To move 8 bit binary data in a 7 bit channel and use Usenet to transfer binary files, various techniques were devised such as uuencoding and Base64. Later Usenet software allowed 8 bit Extended ASCII so newer methods such as yEnc arrived on the scene.

While the data transmission problem was solved, the unreliable nature of Usenet remained. In 2001, Tobias Rieper and Stefan Wehlus proposed the Parity Volume Set specification 1.0.[1] By transmitting extra data and using Reed-Solomon error correction, an end user can rebuild missing data from an incomplete download.

[edit] Versions

There are incompatibilities between versions 1 and 2 of the file format specification.

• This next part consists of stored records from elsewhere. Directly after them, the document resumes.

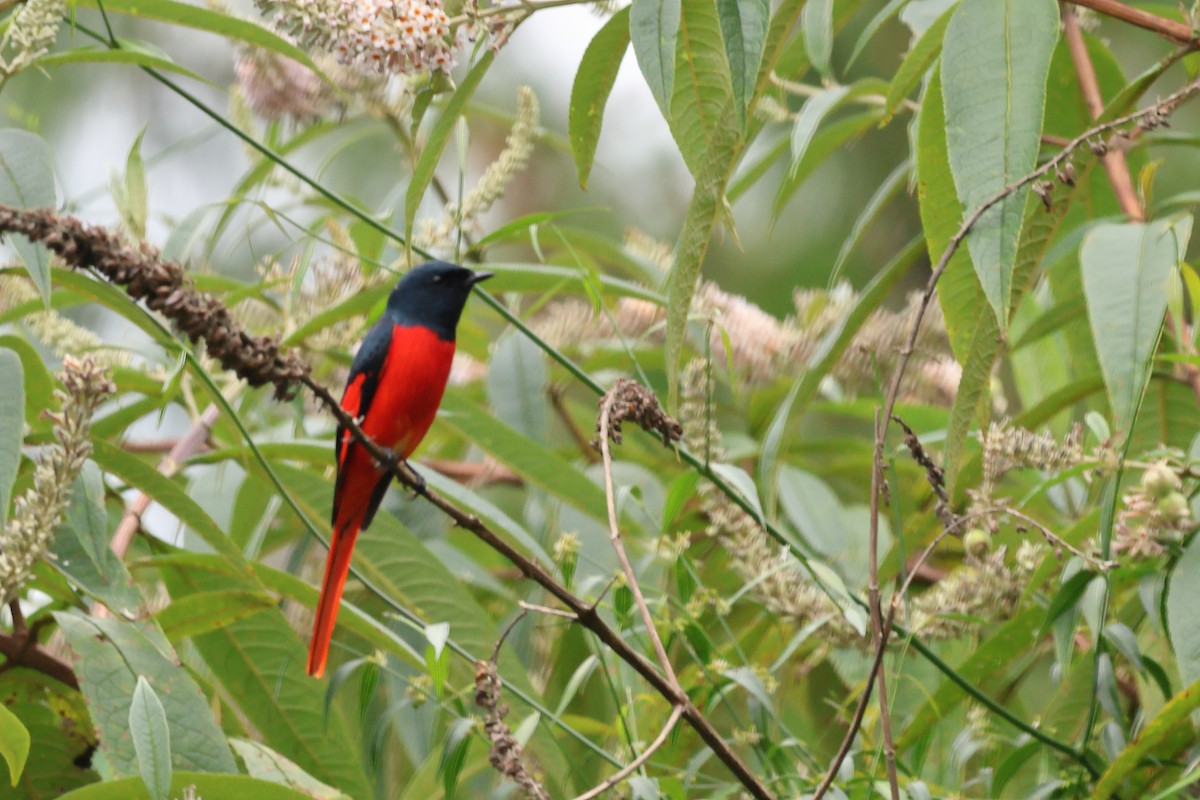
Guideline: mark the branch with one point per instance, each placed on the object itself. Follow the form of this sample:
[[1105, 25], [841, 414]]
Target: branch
[[1169, 29], [627, 395], [630, 768]]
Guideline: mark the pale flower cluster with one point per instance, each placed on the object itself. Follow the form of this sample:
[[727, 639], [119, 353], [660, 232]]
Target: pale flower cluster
[[389, 36], [29, 533], [31, 32]]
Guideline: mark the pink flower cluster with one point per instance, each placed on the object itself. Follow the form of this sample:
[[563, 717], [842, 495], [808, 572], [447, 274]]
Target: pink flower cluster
[[390, 36]]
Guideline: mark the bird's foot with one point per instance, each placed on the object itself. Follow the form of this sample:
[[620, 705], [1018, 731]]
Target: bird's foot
[[418, 481]]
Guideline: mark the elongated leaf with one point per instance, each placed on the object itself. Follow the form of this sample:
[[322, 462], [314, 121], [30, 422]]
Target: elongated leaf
[[167, 493], [593, 83], [744, 29], [1126, 270], [201, 18], [261, 663], [653, 26], [82, 551], [103, 55], [13, 743], [226, 787], [112, 655], [916, 62], [817, 28], [807, 121], [702, 100], [27, 181], [264, 763], [1182, 599], [151, 739], [995, 61], [1157, 731], [12, 423], [431, 154]]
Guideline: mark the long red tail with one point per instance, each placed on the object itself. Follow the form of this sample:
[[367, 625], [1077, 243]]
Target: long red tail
[[357, 492], [337, 566]]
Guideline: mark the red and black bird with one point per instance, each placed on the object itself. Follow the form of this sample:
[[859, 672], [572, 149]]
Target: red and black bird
[[395, 386]]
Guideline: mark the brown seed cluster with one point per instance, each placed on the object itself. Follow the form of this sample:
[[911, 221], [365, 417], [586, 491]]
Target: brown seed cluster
[[505, 753], [628, 400], [166, 288]]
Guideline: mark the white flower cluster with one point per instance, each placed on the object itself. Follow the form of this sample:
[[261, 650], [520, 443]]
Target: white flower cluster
[[390, 36]]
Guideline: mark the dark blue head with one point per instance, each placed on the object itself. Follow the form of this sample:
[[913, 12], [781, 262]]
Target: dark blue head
[[432, 295]]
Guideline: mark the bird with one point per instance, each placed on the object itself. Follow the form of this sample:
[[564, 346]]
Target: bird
[[394, 390]]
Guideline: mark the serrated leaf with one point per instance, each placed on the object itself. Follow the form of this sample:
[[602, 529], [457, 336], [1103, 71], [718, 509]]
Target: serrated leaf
[[653, 26], [82, 551], [916, 62], [111, 656], [12, 425], [995, 62], [702, 112], [201, 18], [225, 787], [593, 84], [431, 154], [265, 764], [151, 739], [27, 181], [13, 743], [1126, 270], [517, 385], [817, 28], [744, 29], [1182, 600]]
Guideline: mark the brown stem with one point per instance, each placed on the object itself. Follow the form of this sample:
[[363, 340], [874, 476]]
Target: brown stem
[[1169, 29], [587, 614], [1117, 168], [184, 447]]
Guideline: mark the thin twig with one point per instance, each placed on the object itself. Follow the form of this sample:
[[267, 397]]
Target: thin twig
[[630, 768], [1168, 29], [191, 441], [618, 546]]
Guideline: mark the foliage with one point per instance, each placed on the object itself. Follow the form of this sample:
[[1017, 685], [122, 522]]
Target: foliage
[[777, 593]]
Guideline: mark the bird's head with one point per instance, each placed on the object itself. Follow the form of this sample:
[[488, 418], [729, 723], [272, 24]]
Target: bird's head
[[432, 295]]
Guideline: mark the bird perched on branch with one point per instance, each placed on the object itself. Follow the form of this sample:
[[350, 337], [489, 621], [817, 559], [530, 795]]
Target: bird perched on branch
[[395, 386]]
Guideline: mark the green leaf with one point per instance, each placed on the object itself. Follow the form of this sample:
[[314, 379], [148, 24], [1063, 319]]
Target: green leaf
[[431, 154], [1182, 600], [12, 425], [201, 18], [226, 787], [207, 611], [744, 29], [151, 739], [105, 55], [261, 663], [958, 292], [167, 493], [517, 385], [1126, 270], [111, 656], [702, 112], [916, 62], [27, 181], [653, 26], [1168, 721], [13, 743], [265, 764], [82, 551], [817, 28], [995, 62], [593, 84]]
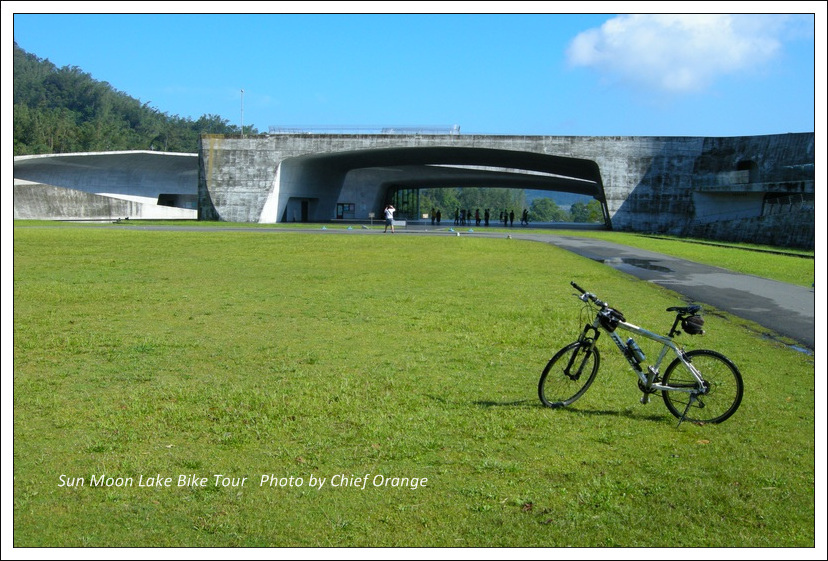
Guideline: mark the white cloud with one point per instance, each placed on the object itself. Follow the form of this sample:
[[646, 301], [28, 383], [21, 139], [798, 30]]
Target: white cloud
[[678, 52]]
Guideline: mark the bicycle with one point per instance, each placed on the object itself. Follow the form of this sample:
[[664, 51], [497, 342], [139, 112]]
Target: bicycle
[[700, 386]]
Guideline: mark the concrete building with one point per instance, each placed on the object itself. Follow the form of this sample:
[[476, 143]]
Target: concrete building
[[106, 186], [757, 189]]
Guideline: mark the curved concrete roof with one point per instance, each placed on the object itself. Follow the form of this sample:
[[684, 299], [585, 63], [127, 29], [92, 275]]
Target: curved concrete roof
[[142, 178]]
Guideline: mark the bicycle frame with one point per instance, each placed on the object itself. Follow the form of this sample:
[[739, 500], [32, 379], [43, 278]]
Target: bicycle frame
[[647, 379]]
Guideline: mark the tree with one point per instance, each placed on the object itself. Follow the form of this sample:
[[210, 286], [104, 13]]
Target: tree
[[587, 212], [547, 210], [58, 110]]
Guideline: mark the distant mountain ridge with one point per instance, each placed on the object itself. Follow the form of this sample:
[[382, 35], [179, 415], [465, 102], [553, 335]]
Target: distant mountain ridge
[[61, 110]]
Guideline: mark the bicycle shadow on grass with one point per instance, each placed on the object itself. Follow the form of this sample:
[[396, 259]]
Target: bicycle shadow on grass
[[533, 403]]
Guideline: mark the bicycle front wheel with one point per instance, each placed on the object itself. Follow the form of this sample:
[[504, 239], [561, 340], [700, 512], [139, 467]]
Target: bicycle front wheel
[[719, 396], [568, 374]]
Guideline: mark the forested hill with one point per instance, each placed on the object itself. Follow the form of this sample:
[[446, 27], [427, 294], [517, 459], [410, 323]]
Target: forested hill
[[59, 110]]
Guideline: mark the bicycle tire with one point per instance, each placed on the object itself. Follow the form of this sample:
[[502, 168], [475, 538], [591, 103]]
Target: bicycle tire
[[724, 387], [558, 389]]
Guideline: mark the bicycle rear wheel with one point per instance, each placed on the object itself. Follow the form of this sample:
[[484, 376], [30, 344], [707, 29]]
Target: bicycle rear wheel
[[568, 374], [722, 390]]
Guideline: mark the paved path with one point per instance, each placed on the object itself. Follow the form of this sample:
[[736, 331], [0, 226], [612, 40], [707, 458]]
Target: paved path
[[785, 308]]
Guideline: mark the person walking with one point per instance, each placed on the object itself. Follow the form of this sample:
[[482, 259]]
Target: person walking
[[389, 218]]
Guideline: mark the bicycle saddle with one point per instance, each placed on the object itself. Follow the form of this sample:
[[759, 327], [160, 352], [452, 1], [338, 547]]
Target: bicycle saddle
[[685, 309]]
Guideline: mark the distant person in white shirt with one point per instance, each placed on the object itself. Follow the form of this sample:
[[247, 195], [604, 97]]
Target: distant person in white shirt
[[389, 218]]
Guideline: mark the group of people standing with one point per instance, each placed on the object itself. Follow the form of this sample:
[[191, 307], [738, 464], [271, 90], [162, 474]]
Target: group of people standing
[[464, 217]]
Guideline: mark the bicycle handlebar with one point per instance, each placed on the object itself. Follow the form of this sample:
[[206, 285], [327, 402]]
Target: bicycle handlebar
[[588, 296]]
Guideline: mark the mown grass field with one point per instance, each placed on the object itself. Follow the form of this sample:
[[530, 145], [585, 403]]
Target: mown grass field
[[247, 354]]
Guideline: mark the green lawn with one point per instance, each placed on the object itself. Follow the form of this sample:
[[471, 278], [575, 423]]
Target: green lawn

For version 1, given files f1, f2, ..., fn, the Parchive consists of an index file (f.par) and a number of "parity volumes" (f.p01, f.p02, etc). Given all of the original files except for one (for example, f2), it is possible to create the missing f2 given all of the other original files and any one of the parity volumes. Alternatively, it is possible to recreate two missing files from any two of the parity volumes and so forth.

The "index files" (*.par in version 1 and *.par2 in version 2) are not needed to recover any data. The indexes consist solely of hashes to quickly identify the target files, and their content is duplicated in every parity volume. Index files are used to quickly check for errors to see if additional parity files are required. They were most useful in version 1 where the parity volumes were much larger than the short index. All par data files contain the full index, but the easiest check for completeness is simply using the index file.

The biggest limitation found in real-world use of Parchives was where a single bit error in a file forced the algorithm to discard the entire file. To improve on this situation, a second version of Parchive was created that sliced all source files into much smaller blocks. These smaller blocks can be thought of as Parchive files themselves; if enough blocks are present, all other blocks can be recreated.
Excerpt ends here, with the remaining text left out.